In this biomolecular exploratory, phase II trial, eligible patients underwent the triple combination therapy of lenvatinib, toripalimab, plus FOLFOX chemotherapy. Primary endpoint was progression-free survival (PFS) rate at 6 months by RECIST v1.1. Single-nucleus RNA sequencing (snRNA-seq) of tumor biopsy samples was performed for exploratory biomarker analyses.
Between November 19, 2019, and July 4, 2021, 30 patients were enrolled. The primary endpoint was a 6-month PFS rate of 66.7%, with a median PFS of 9.73 months [95% confidence interval (CI), 2.89-16.58]. The median overall survival (OS) was 14.63 months (95% CI, 11.77-17.50), with an objective response rate of 43.3%. Twenty-four (80.0%) patients exhibited high-risk features, among whom the median OS and PFS were 13.7 months (95% CI, 9.24-18.16) and 8.3 months (95% CI, 3.02-13.58), respectively. The most common adverse events were neutropenia, and increased aspartate aminotransferase and alanine aminotransferase levels. Exploratory analyses of snRNA-seq profiles suggested that patients with higher abundance of tumor-infiltrating immune cells were more likely to benefit from this combination. In addition, two subtypes of hepatocytes (AKR1C2+ and CFHR4+ malignant hepatocytes) were associated with reduced clinical benefits.

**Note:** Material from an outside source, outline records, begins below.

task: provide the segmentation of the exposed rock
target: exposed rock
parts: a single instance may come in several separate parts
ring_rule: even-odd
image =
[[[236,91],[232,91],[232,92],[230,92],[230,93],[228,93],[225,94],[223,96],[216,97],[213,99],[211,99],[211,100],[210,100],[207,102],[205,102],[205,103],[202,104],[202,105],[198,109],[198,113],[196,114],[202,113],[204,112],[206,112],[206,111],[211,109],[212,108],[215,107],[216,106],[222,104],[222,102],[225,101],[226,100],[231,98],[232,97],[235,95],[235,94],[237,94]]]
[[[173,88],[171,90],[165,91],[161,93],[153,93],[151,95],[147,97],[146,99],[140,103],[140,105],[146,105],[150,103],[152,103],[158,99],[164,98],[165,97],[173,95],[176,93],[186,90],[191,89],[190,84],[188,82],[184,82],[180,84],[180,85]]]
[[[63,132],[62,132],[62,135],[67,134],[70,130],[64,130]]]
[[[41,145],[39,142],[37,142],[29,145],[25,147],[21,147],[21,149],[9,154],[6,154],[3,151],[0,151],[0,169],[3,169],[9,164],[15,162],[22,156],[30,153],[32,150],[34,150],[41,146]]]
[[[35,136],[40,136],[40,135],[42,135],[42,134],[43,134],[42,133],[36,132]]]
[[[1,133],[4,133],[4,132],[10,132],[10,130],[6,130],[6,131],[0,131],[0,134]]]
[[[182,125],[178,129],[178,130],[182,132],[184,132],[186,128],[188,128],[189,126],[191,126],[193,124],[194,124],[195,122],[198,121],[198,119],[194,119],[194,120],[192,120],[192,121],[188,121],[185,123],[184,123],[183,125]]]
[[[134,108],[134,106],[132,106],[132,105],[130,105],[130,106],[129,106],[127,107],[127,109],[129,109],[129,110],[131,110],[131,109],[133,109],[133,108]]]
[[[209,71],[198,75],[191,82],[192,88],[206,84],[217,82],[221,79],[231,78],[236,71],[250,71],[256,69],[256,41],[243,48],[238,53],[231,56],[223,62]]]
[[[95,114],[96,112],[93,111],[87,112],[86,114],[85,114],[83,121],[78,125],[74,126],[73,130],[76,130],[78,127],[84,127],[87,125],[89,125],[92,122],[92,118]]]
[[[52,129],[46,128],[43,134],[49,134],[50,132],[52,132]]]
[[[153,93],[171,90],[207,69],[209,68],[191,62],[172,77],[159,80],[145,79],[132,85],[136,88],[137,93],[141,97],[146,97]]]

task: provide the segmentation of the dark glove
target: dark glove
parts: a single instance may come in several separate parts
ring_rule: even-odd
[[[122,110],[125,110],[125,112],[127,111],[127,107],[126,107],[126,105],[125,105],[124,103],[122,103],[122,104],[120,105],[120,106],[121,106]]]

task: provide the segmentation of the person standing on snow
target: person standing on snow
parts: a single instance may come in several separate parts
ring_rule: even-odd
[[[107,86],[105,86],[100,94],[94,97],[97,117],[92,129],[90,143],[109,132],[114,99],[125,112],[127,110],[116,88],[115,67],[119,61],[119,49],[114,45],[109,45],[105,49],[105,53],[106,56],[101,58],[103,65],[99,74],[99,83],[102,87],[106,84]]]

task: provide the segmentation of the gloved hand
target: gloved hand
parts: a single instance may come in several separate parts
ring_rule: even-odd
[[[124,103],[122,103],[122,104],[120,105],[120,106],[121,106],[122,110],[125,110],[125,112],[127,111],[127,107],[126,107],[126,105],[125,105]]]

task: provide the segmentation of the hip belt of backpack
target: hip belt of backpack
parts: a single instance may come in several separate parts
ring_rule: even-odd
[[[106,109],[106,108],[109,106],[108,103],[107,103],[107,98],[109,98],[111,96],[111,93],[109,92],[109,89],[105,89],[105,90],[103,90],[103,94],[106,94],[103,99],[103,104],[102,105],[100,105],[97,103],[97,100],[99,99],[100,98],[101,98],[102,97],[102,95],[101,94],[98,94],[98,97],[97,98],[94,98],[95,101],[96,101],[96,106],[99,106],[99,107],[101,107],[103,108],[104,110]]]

FOLFOX chemotherapy in combination with lenvatinib and toripalimab showed promising antitumor activity with manageable toxicities in advanced HCC with extrahepatic metastasis. AKR1C2+ and CFHR4+ hepatocyte subtypes may be predictive biomarkers of resistance to the combination therapy.
探讨奥沙利铂、亚叶酸钙和5-氟尿嘧啶(FOLFOX)全身化疗联合乐伐替尼和托瑞帕利单抗作为一线治疗伴有肝外转移的晚期肝细胞癌(HCC)的疗效、安全性和生物标志物。
在这项生物分子探索性II期试验中,符合条件的患者接受了乐伐替尼、托瑞帕利单抗加FOLFOX化疗的三联联合治疗。主要终点是根据RECIST v1.1标准评估的6个月无进展生存期(PFS)率。对肿瘤活检样本进行单核RNA测序(snRNA-seq)以进行探索性生物标志物分析。
在2019年11月19日至2021年7月4日期间,共纳入30例患者。主要终点是6个月PFS率为66.7%,中位PFS为9.73个月[95%置信区间(CI),2.89 - 16.58]。中位总生存期(OS)为14.63个月(95% CI,11.77 - 17.50),客观缓解率为43.3%。24例(80.0%)患者具有高危特征,其中位OS和PFS分别为13.7个月(95% CI,9.24 - 18.16)和8.3个月(95% CI,3.02 - 13.58)。最常见的不良事件是中性粒细胞减少以及天冬氨酸转氨酶和丙氨酸转氨酶水平升高。snRNA-seq图谱的探索性分析表明,肿瘤浸润免疫细胞丰度较高的患者更有可能从这种联合治疗中获益。此外,两种肝细胞亚型(AKR1C2 +和CFHR4 +恶性肝细胞)与临床获益降低相关。
FOLFOX化疗联合乐伐替尼和托瑞帕利单抗在伴有肝外转移的晚期HCC中显示出有前景的抗肿瘤活性,且毒性可控。AKR1C2 +和CFHR4 +肝细胞亚型可能是联合治疗耐药的预测生物标志物。